The trend this month is about 1900 fewer signups this year than last. Only one day this year exceeded the corresponding day last.

Livejournal signups, March 2002-7
Total signups:
2002 - 29,548
2003 - 52,681
2004 - 314,430
2005 - 348,187
2006 - 286,736
2007 - 226,950

Syndicated feeds

Top 10
Blogthings	33094	-258
Postsecret	25767	724
Word of the Day	16817	21
Officialgaiman	15819	98
Astronomy Picture	11216	109
Penny Arcade	9219	95
Sinfest	8821	99
XKCD	8300	NEW
VG Cats	8278	-5
Overheardnyc	8178	83

Readership of feed ranked:
50	1408 (+38)
100	678 (+20)
200	317 (+8)
500	130 (+7)
1000	59 (+3)

The Zipf distribution allows us to approximate n = (1/k^s)*a
where n = number of readers
k = rank
s = exponent (experimentally, 1.15)
a = scalar multiple (experimentally, 133,700)

This gives a similar shape to last month's distribution, where s=1.14 and a=126,200.

We might extend the table:

2500	16 (nc)
5000	7 (nc)
10000	3 (nc)
25000	1 (nc)
50000	0 (-1)

We're reasonably confident that slightly fewer than 50,000 have at least one reader.

These are the statistics. Conclusions, as ever, are yours.

Commentary this month

In News this month, Denise Paolucci spun the line that recent changes to Livejournal's on-site posting page were improvements. She claims to have hard data, but refuses to share it with the public. Mrs. Paolucci refuses to provide a method to test her thesis, and we must therefore discard it as faith-based piffle.

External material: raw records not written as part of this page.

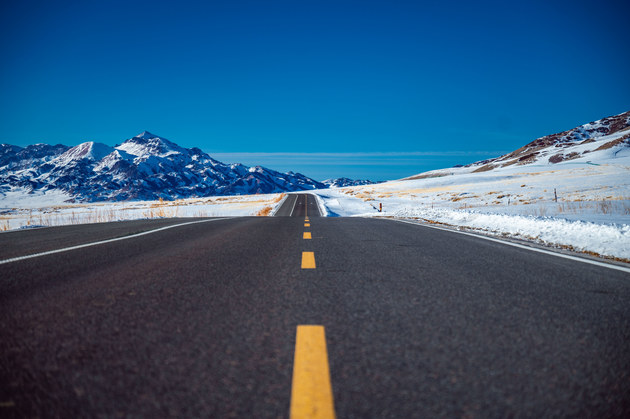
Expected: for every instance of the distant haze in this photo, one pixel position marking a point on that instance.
(313, 76)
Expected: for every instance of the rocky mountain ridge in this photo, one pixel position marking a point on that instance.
(144, 167)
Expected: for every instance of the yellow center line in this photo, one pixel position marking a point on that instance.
(308, 260)
(311, 392)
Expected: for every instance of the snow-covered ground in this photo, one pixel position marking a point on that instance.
(21, 210)
(591, 213)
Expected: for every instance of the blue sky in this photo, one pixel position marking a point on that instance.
(365, 89)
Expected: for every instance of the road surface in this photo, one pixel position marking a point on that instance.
(200, 320)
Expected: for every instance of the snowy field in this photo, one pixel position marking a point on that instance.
(21, 210)
(582, 204)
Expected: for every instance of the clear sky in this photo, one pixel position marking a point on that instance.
(365, 89)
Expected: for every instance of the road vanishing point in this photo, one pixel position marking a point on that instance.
(304, 316)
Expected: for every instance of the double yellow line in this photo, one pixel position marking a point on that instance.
(311, 392)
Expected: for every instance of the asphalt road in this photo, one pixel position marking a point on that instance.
(200, 321)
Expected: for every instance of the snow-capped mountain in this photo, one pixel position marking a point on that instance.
(143, 167)
(599, 141)
(568, 145)
(344, 181)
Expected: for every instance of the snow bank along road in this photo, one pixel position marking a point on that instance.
(255, 317)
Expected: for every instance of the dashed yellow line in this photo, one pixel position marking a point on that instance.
(311, 392)
(308, 260)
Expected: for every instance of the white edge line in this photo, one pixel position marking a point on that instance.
(81, 246)
(294, 202)
(534, 249)
(279, 205)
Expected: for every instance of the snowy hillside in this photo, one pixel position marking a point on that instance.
(344, 181)
(144, 167)
(570, 189)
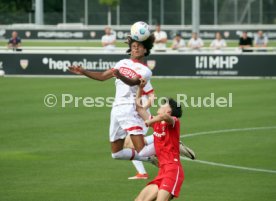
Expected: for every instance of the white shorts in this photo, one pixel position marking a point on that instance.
(124, 120)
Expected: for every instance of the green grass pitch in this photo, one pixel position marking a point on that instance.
(63, 154)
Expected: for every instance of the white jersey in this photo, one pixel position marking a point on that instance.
(126, 94)
(109, 39)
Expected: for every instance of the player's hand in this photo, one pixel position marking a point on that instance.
(76, 70)
(143, 82)
(147, 123)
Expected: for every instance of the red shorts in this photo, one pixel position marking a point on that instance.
(170, 178)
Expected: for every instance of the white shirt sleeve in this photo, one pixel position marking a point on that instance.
(148, 87)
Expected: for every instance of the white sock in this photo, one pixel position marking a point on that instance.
(149, 139)
(139, 166)
(147, 151)
(129, 154)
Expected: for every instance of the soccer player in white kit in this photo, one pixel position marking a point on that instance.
(124, 118)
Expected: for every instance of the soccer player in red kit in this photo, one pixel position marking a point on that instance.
(166, 125)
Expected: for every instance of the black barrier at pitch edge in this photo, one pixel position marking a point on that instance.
(162, 64)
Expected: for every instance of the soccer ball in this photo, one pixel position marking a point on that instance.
(140, 31)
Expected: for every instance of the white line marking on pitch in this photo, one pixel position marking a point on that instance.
(227, 131)
(225, 165)
(231, 166)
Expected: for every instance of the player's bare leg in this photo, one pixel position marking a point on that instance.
(117, 145)
(139, 166)
(118, 151)
(149, 193)
(163, 195)
(138, 142)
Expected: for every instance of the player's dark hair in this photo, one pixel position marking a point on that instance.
(176, 108)
(148, 44)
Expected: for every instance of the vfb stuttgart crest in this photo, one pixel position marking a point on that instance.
(24, 63)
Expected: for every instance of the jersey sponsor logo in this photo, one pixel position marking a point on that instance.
(159, 134)
(127, 72)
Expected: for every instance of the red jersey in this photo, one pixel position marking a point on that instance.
(166, 142)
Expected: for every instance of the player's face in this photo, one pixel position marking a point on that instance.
(137, 50)
(164, 109)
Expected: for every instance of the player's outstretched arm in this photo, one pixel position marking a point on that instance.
(129, 81)
(163, 117)
(101, 76)
(142, 111)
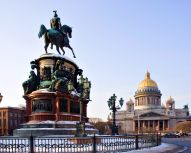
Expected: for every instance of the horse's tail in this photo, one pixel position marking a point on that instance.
(42, 31)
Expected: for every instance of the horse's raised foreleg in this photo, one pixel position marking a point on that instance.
(45, 47)
(62, 50)
(51, 46)
(71, 50)
(57, 48)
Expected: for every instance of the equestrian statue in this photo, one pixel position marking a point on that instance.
(57, 35)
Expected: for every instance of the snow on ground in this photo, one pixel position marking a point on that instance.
(158, 149)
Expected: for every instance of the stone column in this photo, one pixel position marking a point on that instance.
(168, 124)
(158, 125)
(163, 125)
(143, 124)
(149, 124)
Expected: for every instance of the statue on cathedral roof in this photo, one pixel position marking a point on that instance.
(58, 35)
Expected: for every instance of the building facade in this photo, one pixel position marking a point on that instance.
(10, 119)
(146, 113)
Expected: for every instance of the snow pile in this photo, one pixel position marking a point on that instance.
(164, 147)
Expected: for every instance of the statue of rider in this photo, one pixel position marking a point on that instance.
(55, 24)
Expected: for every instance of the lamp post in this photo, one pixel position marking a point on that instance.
(114, 108)
(83, 90)
(1, 97)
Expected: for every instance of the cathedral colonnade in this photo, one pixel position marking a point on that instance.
(151, 125)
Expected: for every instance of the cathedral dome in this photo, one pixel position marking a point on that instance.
(147, 96)
(147, 82)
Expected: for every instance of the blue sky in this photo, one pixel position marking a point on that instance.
(115, 43)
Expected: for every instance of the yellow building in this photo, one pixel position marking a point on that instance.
(146, 113)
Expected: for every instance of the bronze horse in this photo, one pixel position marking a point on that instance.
(59, 37)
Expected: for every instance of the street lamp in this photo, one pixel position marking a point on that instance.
(114, 108)
(1, 97)
(83, 90)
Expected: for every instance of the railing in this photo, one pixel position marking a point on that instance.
(90, 144)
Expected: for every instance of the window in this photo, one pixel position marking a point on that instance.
(74, 107)
(63, 105)
(4, 114)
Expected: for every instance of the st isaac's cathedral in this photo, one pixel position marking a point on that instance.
(147, 113)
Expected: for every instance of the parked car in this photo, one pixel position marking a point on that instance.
(171, 135)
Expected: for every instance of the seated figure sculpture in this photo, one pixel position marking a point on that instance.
(59, 81)
(31, 84)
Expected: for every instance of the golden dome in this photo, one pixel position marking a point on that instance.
(147, 82)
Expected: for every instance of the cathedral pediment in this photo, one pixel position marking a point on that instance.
(151, 115)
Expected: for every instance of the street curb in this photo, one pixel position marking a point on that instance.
(184, 149)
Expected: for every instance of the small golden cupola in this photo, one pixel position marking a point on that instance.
(147, 96)
(147, 82)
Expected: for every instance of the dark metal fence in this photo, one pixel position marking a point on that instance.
(90, 144)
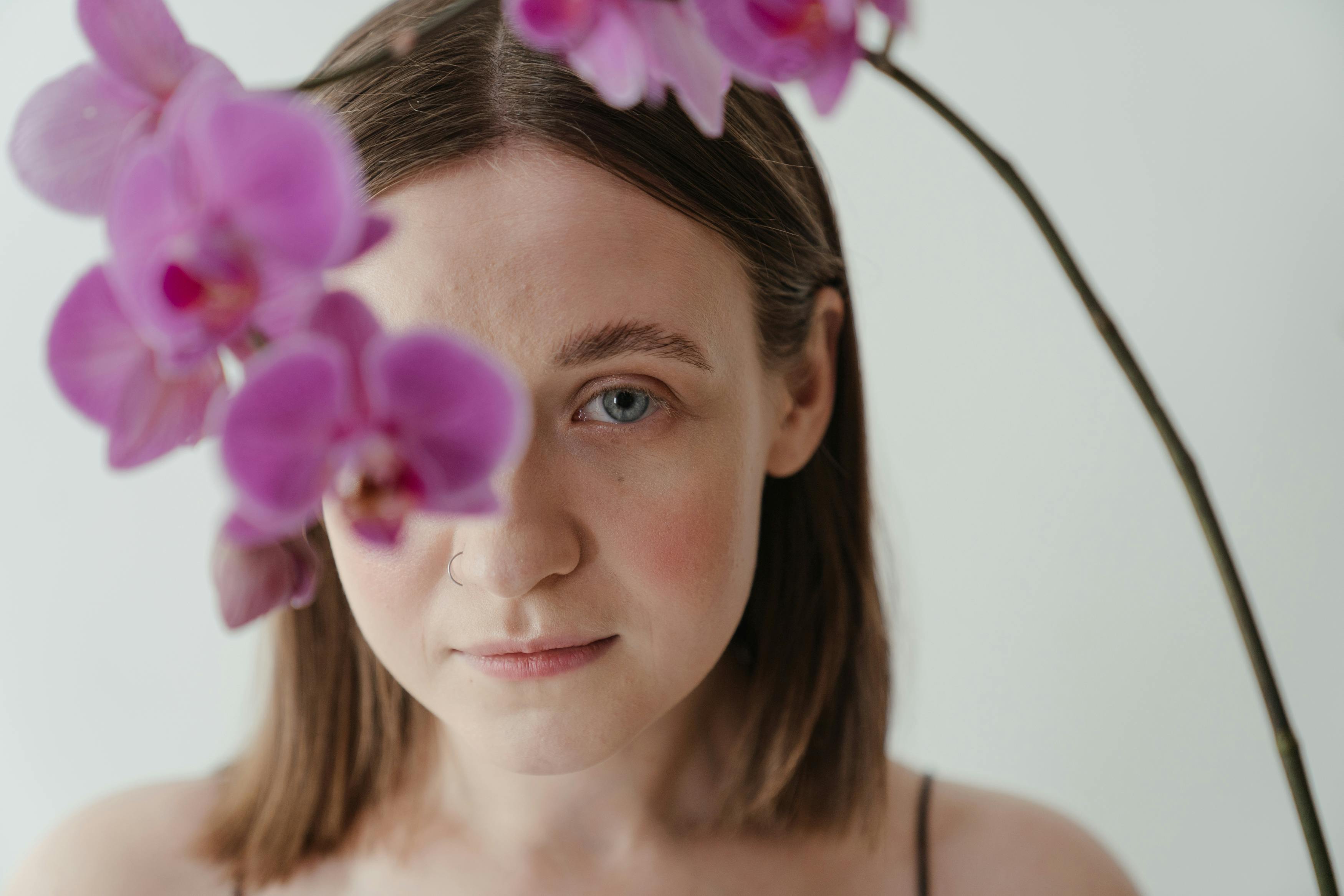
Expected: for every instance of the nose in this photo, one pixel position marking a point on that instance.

The correct thing to do, of course, is to keep both old and new pages available. This requires minimal configuration and near-zero ongoing maintenance.

Mrs. Paolucci also refused to apologise for an advertised feature being unavailable. Since January, Livejournal's posts by phone have been accessible only to those able to call a +1-800 number; for no good technical reason, access has been restricted to customers between the St. Lawrence and Grande.

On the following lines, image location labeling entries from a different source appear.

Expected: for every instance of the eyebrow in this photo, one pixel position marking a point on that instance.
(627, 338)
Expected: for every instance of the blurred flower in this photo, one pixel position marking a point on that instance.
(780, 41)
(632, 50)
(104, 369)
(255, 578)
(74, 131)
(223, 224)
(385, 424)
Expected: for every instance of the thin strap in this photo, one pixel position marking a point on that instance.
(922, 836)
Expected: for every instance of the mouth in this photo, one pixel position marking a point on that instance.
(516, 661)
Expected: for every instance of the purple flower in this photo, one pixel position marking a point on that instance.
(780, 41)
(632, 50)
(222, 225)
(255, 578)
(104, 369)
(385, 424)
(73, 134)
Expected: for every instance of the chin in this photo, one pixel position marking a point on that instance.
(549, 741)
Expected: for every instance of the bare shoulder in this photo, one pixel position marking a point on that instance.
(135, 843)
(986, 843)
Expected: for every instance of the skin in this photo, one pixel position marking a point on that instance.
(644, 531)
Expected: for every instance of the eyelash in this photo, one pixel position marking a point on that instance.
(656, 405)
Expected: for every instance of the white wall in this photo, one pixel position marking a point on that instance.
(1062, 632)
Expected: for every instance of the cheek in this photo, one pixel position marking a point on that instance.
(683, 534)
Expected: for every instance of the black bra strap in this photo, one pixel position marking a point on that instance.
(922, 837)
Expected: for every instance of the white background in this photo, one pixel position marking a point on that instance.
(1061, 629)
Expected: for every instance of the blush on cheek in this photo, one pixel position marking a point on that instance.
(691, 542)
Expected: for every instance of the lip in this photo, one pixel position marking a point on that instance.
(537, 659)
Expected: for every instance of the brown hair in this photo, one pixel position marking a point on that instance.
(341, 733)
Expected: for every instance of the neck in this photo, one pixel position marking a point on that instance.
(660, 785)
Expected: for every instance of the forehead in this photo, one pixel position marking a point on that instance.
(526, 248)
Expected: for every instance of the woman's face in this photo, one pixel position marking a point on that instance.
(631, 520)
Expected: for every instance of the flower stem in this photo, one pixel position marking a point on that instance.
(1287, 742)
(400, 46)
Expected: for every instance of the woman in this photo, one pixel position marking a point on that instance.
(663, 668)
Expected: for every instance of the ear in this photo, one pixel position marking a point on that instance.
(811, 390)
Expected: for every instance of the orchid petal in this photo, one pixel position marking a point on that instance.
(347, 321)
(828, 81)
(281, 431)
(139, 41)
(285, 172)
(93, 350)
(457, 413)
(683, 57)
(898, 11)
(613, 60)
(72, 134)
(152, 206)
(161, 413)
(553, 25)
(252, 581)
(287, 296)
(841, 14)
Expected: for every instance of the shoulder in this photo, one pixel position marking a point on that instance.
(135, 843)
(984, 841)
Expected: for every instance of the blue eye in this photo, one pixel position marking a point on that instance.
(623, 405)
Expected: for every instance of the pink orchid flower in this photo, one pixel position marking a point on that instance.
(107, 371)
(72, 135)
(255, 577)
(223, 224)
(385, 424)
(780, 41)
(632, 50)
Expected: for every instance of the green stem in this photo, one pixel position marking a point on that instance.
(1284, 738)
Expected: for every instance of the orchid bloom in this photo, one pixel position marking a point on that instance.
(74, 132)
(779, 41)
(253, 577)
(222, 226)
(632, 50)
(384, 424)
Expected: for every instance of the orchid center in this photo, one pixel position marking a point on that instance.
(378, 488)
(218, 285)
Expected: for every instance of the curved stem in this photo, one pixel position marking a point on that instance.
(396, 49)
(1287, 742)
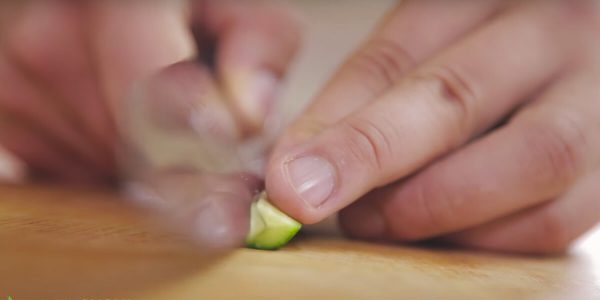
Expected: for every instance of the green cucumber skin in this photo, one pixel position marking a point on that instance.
(270, 238)
(277, 246)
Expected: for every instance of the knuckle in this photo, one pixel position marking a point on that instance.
(450, 89)
(558, 148)
(381, 63)
(368, 142)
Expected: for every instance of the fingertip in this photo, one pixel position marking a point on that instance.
(284, 196)
(220, 221)
(12, 169)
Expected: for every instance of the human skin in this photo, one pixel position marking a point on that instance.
(67, 67)
(471, 122)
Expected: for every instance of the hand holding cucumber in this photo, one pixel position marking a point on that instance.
(472, 122)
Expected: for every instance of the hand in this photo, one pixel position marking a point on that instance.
(67, 66)
(66, 73)
(471, 121)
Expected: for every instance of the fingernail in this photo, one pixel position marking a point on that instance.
(313, 178)
(257, 95)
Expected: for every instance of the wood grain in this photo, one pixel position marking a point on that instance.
(85, 244)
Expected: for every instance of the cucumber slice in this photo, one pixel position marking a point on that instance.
(270, 228)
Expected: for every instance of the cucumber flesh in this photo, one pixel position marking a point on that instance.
(270, 228)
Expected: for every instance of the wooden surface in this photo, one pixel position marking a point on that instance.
(78, 244)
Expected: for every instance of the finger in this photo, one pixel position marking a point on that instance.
(12, 169)
(213, 209)
(21, 99)
(256, 44)
(178, 118)
(437, 108)
(547, 229)
(406, 38)
(133, 39)
(48, 40)
(537, 156)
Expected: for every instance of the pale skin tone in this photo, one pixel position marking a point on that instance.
(473, 122)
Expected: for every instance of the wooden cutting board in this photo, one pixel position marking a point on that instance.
(84, 244)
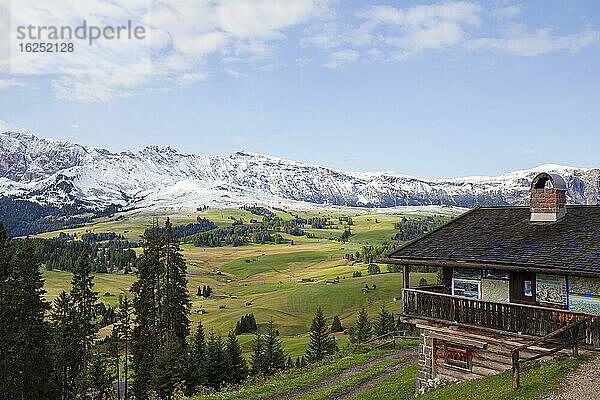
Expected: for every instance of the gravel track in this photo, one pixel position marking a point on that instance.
(581, 384)
(330, 380)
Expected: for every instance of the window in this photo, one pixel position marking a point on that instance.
(457, 356)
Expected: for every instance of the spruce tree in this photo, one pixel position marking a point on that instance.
(145, 338)
(64, 341)
(174, 300)
(198, 358)
(27, 361)
(362, 331)
(336, 325)
(320, 343)
(86, 307)
(99, 379)
(384, 323)
(215, 361)
(124, 335)
(236, 367)
(274, 355)
(257, 359)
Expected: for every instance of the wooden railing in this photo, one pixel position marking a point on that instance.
(571, 338)
(508, 317)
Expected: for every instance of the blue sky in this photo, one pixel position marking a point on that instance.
(431, 89)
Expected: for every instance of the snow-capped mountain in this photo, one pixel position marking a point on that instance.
(56, 172)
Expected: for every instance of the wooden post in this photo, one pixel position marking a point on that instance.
(516, 369)
(576, 344)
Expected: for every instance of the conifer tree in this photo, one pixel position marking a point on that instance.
(99, 379)
(145, 338)
(124, 335)
(6, 308)
(174, 301)
(320, 343)
(336, 325)
(86, 307)
(236, 367)
(26, 358)
(257, 360)
(384, 323)
(274, 355)
(197, 358)
(362, 331)
(64, 341)
(215, 361)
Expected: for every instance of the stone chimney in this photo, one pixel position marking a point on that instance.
(548, 198)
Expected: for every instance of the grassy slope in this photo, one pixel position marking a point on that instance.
(294, 379)
(537, 379)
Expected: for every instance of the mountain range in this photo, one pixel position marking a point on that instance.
(58, 172)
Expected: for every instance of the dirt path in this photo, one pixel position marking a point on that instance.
(582, 384)
(374, 381)
(330, 380)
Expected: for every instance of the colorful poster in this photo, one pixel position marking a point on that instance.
(584, 303)
(495, 290)
(467, 273)
(496, 274)
(550, 289)
(578, 284)
(466, 288)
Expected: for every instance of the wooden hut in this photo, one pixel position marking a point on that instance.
(517, 283)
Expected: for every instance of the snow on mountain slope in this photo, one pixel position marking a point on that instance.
(58, 172)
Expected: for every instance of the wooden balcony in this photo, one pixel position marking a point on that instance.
(429, 304)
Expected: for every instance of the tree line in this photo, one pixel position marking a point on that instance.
(49, 351)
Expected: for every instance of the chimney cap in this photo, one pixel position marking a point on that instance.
(539, 182)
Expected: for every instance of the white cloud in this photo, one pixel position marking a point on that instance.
(238, 139)
(185, 39)
(11, 82)
(507, 12)
(341, 58)
(536, 43)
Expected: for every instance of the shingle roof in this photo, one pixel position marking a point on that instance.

We don't have time to mess with what [isn't] broke[n], said the ubiquitous Denise P. Rather raises the question of why Six Apart tinkered with the site's payment method, reducing the number of top-100 sites that are not themselves adverts and do not accept adverts to just one.

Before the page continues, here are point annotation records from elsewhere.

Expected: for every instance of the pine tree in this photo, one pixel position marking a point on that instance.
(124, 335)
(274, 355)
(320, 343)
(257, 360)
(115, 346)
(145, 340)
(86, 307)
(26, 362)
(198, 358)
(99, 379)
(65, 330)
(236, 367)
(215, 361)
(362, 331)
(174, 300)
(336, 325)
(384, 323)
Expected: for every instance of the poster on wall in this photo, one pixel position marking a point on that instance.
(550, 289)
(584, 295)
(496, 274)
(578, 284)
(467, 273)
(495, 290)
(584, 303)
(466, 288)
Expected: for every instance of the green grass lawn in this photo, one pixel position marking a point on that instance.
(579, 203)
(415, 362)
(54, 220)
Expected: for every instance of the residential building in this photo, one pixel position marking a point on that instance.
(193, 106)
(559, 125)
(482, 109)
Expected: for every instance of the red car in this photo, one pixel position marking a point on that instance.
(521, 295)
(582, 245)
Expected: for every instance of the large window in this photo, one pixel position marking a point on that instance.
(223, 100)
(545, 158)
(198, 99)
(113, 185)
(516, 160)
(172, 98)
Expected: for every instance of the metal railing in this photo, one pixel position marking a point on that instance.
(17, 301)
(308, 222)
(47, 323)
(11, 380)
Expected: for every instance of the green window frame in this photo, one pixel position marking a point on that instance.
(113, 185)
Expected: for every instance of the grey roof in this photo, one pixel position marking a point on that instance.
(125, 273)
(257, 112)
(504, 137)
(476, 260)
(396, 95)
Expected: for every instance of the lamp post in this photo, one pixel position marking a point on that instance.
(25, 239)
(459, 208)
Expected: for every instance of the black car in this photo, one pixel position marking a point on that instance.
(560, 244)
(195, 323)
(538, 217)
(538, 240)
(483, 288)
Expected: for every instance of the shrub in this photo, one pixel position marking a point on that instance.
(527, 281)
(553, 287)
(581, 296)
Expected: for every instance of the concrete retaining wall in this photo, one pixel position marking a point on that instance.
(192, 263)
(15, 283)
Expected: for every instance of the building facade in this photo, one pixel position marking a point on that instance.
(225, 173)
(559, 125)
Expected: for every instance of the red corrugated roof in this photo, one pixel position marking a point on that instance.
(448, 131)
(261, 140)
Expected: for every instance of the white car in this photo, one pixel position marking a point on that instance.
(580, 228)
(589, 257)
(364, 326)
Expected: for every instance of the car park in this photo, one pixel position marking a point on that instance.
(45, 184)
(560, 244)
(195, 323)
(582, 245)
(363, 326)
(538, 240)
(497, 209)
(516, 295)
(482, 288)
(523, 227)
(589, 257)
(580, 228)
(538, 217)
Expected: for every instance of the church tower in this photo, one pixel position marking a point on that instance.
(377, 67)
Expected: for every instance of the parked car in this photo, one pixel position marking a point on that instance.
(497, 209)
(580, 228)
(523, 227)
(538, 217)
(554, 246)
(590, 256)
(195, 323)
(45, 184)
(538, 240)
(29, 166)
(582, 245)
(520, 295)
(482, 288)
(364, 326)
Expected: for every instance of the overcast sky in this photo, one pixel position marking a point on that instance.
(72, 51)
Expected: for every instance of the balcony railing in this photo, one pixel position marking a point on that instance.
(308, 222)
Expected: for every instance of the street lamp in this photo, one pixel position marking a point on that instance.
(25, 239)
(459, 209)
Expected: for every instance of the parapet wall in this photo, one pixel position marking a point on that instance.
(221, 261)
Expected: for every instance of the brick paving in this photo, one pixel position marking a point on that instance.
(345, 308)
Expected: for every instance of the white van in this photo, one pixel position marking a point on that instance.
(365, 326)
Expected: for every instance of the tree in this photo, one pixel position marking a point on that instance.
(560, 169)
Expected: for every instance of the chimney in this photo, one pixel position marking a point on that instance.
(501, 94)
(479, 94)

Nuke all Livejournal commercials - requires Greasemonkey.

The shilling desk reports a change that will allow advertisers to track who sees their commercials. This really is a complete abdication of Livejournal's previous position, saying that it wanted to do something different. Making it far worse is the attitude of Abraham Hassan, responding to criticism of the concept behind this sell-out with one word. Tough. We'll take that as your resignation note, Mr. H.

Clearly, the only safe option is to disable images entirely for the complete Livejournal site, manually loading each and every picture. Welcome to Web MCMXCIII.

Each Six Apart employee primarily working on Livejournal has a brief blurb on the staff page. Joy Taylor has the impossible task of selling advertising for an ad-free site, and she says, You can't do today's job with yesterday's methods and be in business tomorrow. Then why ... oh, you get the drift.